My office is a nightmare.
Jim once said, “I’m scared to go in there.” And with reason.
There are boxes from our move three years ago piled here and there, several file boxes filled to the brim, and a desk one cannot see the surface of, covered as it is with papers that threaten to topple off. An empty 3-drawer file cabinet, a full 2-drawer file cabinet, and a five foot high stack of eight clear plastic 32 gal. size bins labeled for each year between 2008 and 2015 (in which I am attempting to collect keepsakes from each year) all take up valuable floor space. What else is in my office? I have two of those foldable ladder style bookcases crammed with books, mostly teaching books, but some fiction, too. I have a black rectangular folding table I was going to use as a sewing table, a plastic tub filled with fabric, a sewing notions basket, a gazillion (20 or so) 3-ring binders filled with teaching materials, a basket with bridal shower planning stuff in it, a rolling plastic 4-drawer storage cart in which I have blank greeting cards and my recycled tissue paper, gift bags, ribbons, and bows stored.
My office is clutter incarnate, so to speak.
There are random packages of colored cardstock, address labels, and envelopes throughout the room. The shell of my desktop computer that fried in a power surge a year ago last July is still in there. Jim mined the hard drive for its files and put them on my laptop; he also appropriated my monitor. In a failed effort to get organized some time ago, I purchased a 6-doored metal cabinet. I’m not sure what’s behind each door. I know my glue gun is in there, and a fair portion of my collection of spoons from many of the places I’ve been. I’m not sure what else. There are VHS videotapes of me playing high school and college volleyball that I’ve wanted to get made into DVDs sitting around. My sorority pledge book graces one of my shelves. When I resigned from my teaching position, many of the items from my classroom ended up in my office: bulletin board decor, chalk and dry erase markers, framed photographs, rubber stamps and ink pads, post-it pads, and Sharpies.
My office is a dumping ground.
I haven’t even mentioned the bills. For some reason I’m not sure I remember anymore, we still receive paper bills for most of our monthly expenses. I know this was my doing, and once paid, those bills end up in my office, ostensibly to be filed away neat and tidy.

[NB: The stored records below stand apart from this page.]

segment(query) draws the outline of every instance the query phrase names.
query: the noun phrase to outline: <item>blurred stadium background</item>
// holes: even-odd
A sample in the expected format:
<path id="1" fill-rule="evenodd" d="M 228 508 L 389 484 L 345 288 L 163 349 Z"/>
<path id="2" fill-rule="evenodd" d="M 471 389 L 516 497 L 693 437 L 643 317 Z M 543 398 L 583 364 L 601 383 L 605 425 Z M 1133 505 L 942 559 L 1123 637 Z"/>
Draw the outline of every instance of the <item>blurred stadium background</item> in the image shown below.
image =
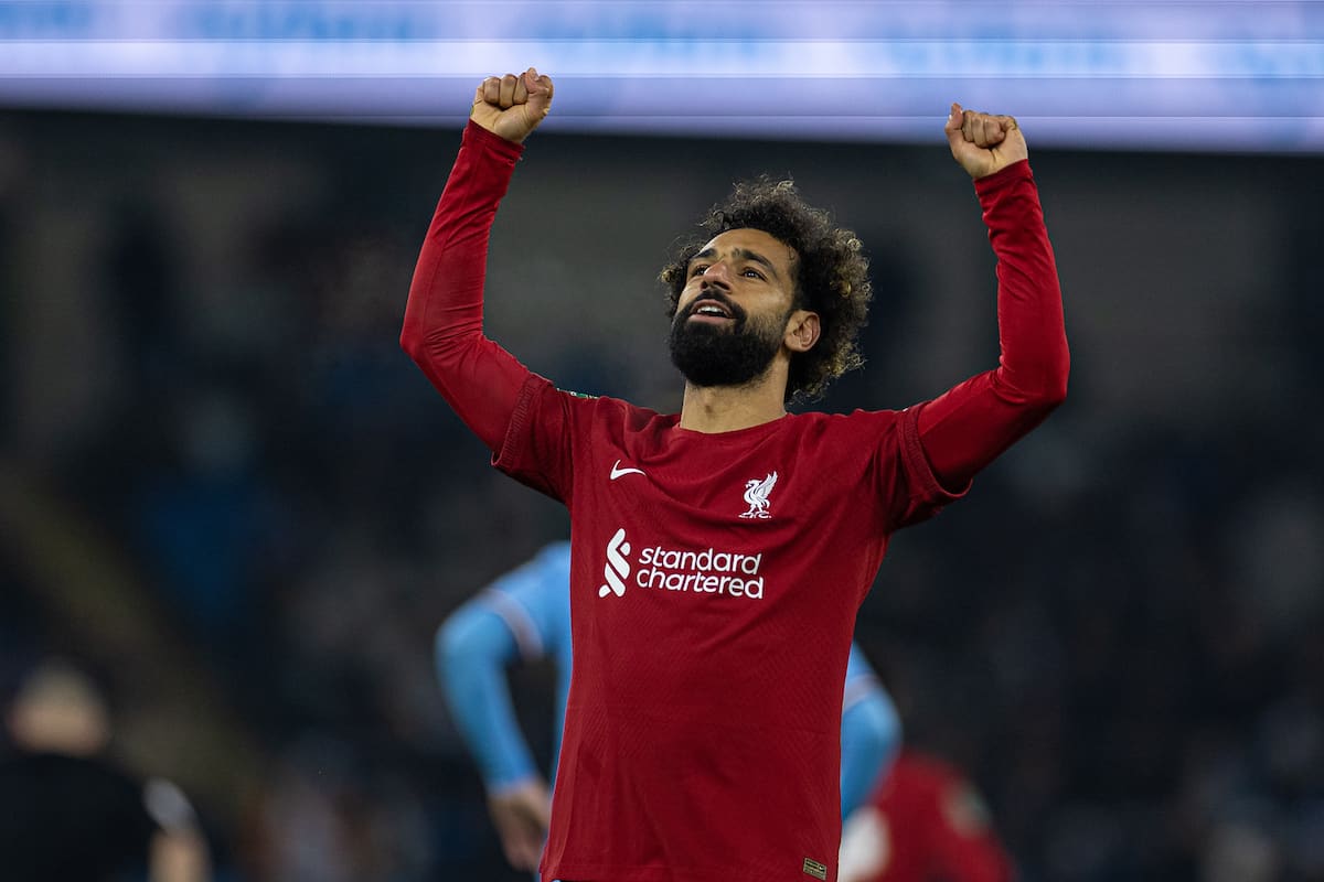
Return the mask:
<path id="1" fill-rule="evenodd" d="M 825 407 L 986 368 L 941 120 L 1018 115 L 1071 398 L 898 537 L 859 641 L 1026 882 L 1324 879 L 1316 3 L 0 3 L 5 681 L 98 672 L 221 879 L 524 878 L 430 640 L 567 521 L 396 340 L 473 87 L 530 63 L 489 333 L 658 409 L 654 274 L 765 171 L 873 259 Z"/>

For at least two of our three years here that hasn’t happened, and they sit in piles all over the room.
Needless to say, my office door is most often closed.
In June sometime, I opened that door and ventured inside. Sitting in my rolling office chair, I happened upon a decluttering book. I’ don’t remember the errand that sent me to my office in the first place, but I’m relatively positive that my purpose wasn’t to read a decluttering book. I tried to kind of skim it, but I’m not very good at that. The book turned out to be really much too long for an effective de-cluttering book, in my humble opinion. I spent so much time reading the book, I didn’t have time left to attempt to actually do any de-cluttering that day. I was dealing with limited work time because of Liam’s napping schedule, but still.
Despite its lack of brevity, the book did help some. It reminded me of an interview I listened to as part of the Simplicity Parenting Soul-of-Parenting Summit. The interviewees, Laura Carlin and Alison Forbes, spoke about simple changes to make in your home that can have a tremendous effect on your well-being – decluttering being number one. So now, with two sources urging me to declutter (well, three. Jim has always been in favor of it), I have begun.